When he calls you at midnight for a buttie call he's not that into you.  When a man does not take you out on dates he's definately not that into you.  If he does not ask you questions he is not that interested in you.  If a guy does not cuddle or hug with you then he is really not that attached to you. And when a man does not bother to call you day after day after day, he is truly not that interested.  If these are not enough clues my guess is that you have some signs of your own.

Lets' review:

Buttie calls: 
Men who are not that into you will all you late at night hoping to catch you at that right moment when you might agree to a little one on one unplanned good times.  Usually men who make these late night calls may have gone out and not found what they wanted or were rejected by the women they made advances to.  You may think that you are doing your thing and having fun but in the end this type of connection (I call them encounters) will eventually weigh on you and make you feel cheap.  Men who call women at these last hours don't respect them and assume they will have their cake and eat it too.

No dates: 
When a man does not take you out on official dates whereby he picks you up, takes you out and may even include a paid dinner and a flower, they are truly not interested in a long term situation with you.  They will avoid going on dates with you even if it means making up stories about how busy they are during the day and early evenings.  These are the guys that say they are working until 10pm and only have time late at night.  Almost no one is that busy and if he is you may still want to think about running.  If someone cannot make time for you then you are simply not important to them.  They are not only not pursuing you, they are really just going hunting.  You would be the lioness they hunted down at 2am.
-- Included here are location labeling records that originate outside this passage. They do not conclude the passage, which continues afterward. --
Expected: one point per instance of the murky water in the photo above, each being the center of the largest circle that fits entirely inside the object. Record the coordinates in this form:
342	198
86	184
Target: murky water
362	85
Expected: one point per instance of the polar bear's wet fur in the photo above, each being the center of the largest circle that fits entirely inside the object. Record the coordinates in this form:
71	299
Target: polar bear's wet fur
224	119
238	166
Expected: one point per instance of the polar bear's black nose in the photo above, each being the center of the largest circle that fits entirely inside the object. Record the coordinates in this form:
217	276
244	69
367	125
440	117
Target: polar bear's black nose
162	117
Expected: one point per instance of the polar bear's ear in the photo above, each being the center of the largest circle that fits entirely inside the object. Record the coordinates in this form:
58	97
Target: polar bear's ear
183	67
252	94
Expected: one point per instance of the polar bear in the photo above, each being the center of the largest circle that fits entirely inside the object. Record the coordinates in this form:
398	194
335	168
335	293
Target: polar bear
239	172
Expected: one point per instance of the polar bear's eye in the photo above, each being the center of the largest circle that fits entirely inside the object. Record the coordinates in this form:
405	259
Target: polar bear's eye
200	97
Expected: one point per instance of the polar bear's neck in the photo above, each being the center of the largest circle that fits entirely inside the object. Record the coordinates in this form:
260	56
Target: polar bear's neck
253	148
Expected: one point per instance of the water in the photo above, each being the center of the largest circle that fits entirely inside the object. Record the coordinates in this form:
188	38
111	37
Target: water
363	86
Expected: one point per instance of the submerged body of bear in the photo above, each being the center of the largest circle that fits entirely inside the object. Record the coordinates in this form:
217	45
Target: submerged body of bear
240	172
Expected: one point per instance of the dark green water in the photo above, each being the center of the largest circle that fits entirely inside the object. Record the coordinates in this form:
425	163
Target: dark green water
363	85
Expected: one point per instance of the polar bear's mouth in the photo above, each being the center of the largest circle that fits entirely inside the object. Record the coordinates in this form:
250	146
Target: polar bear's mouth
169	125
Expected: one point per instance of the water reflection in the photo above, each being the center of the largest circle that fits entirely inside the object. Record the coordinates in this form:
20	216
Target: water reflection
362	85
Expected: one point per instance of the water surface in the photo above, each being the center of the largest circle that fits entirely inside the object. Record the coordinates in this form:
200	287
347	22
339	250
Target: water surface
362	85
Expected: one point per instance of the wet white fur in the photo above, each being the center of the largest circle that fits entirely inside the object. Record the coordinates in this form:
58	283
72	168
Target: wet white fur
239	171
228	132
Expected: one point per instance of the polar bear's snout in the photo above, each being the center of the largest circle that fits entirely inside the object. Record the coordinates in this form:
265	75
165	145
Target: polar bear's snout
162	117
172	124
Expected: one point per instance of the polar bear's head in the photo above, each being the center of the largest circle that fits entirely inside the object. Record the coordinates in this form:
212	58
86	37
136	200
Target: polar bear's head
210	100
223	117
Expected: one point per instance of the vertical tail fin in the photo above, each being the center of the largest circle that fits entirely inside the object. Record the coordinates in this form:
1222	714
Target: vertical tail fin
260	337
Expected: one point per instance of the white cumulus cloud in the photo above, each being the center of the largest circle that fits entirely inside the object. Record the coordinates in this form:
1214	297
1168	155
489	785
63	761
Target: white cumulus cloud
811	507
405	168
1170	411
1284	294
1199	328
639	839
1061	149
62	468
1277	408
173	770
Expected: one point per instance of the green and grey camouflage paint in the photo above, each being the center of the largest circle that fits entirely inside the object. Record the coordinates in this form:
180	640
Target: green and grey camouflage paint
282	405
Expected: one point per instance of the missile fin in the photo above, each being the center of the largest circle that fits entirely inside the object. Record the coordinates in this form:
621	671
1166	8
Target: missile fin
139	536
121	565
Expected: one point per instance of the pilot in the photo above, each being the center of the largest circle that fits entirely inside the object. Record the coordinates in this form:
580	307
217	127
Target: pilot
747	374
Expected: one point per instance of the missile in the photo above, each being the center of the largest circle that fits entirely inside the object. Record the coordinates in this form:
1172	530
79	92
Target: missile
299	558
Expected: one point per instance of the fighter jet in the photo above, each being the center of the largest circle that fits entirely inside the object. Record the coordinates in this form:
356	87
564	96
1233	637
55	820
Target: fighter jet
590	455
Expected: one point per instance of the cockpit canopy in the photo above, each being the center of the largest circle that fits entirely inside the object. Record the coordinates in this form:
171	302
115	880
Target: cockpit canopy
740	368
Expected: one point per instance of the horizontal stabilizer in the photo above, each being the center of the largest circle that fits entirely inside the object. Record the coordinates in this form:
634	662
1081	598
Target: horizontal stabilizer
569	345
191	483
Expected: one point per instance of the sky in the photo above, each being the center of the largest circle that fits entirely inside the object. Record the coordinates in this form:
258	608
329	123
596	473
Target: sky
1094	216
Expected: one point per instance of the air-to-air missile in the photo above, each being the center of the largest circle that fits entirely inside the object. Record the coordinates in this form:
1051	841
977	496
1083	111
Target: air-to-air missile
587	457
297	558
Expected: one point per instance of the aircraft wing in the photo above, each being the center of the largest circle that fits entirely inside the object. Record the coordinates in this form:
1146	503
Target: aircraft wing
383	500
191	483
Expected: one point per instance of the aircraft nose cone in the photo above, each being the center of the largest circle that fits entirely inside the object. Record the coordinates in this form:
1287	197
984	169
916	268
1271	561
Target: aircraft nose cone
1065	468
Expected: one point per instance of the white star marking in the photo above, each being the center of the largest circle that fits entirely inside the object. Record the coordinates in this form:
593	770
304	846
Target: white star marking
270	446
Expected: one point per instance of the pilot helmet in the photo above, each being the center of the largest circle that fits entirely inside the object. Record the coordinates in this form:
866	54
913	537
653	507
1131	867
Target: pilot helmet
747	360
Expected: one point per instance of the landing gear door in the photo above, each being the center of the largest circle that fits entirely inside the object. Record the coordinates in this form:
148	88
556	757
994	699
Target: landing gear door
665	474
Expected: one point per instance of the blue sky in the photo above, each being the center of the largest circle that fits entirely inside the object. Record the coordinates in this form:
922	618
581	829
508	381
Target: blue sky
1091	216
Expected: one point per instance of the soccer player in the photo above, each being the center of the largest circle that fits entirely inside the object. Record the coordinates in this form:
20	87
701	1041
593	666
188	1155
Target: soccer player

No questions-no interest: 
When men don't ask you questions that show their interest in you then they aren't interested.  Men who do not ask any questions except if you are in the mood for sex are not into you, they are into having sex with some woman who is willing to do that.  When someone, anyone, is interested in us they naturally ask questions about what is important to you.   When they don't then it is a sign that they are just not that into you, period.

No hugs and no cuddles: 
Men often interpret cuddling as a chore or they view it as too personal, too emotionally intimate.  Men who are unwilling to hug you or cuddle with you don't want you around for too long.  They are making sure that you pick up the clue phone that says: "I don't want to get too close to you".  And, oh yes,  I am not that interested.

They don't call: 
A man only calls a woman when he is interested in her.  If after you have had a sexy date he does not call you then he is not interested in you, your mom, your family or your dog.  Men don't call women because they are direct in saying to them that they are not interested.  This is really just about someone being attentive and when a man is not attentive does not call to check in with you for days it is a very direct, sad, precise, direct message that: oops they are not that interested in you.  Pick that clue phone up.

We know the signs when someone is not into us.  Women are especially good at intuition and should always listen to it.  If a man seems not quite right he is likely not.  If a man is not being attentive and available then he is likely not the one for you.  All of what you think about someone in the first few dates is important.  If what you are reading in a man seems like it is not right for you then it is not.  Among the clues I have shared with you there are many others.  Being attentive and listening to the weary a man speaks of everything in life will hope you to make a good decision and to avoid him "not Bing that into you".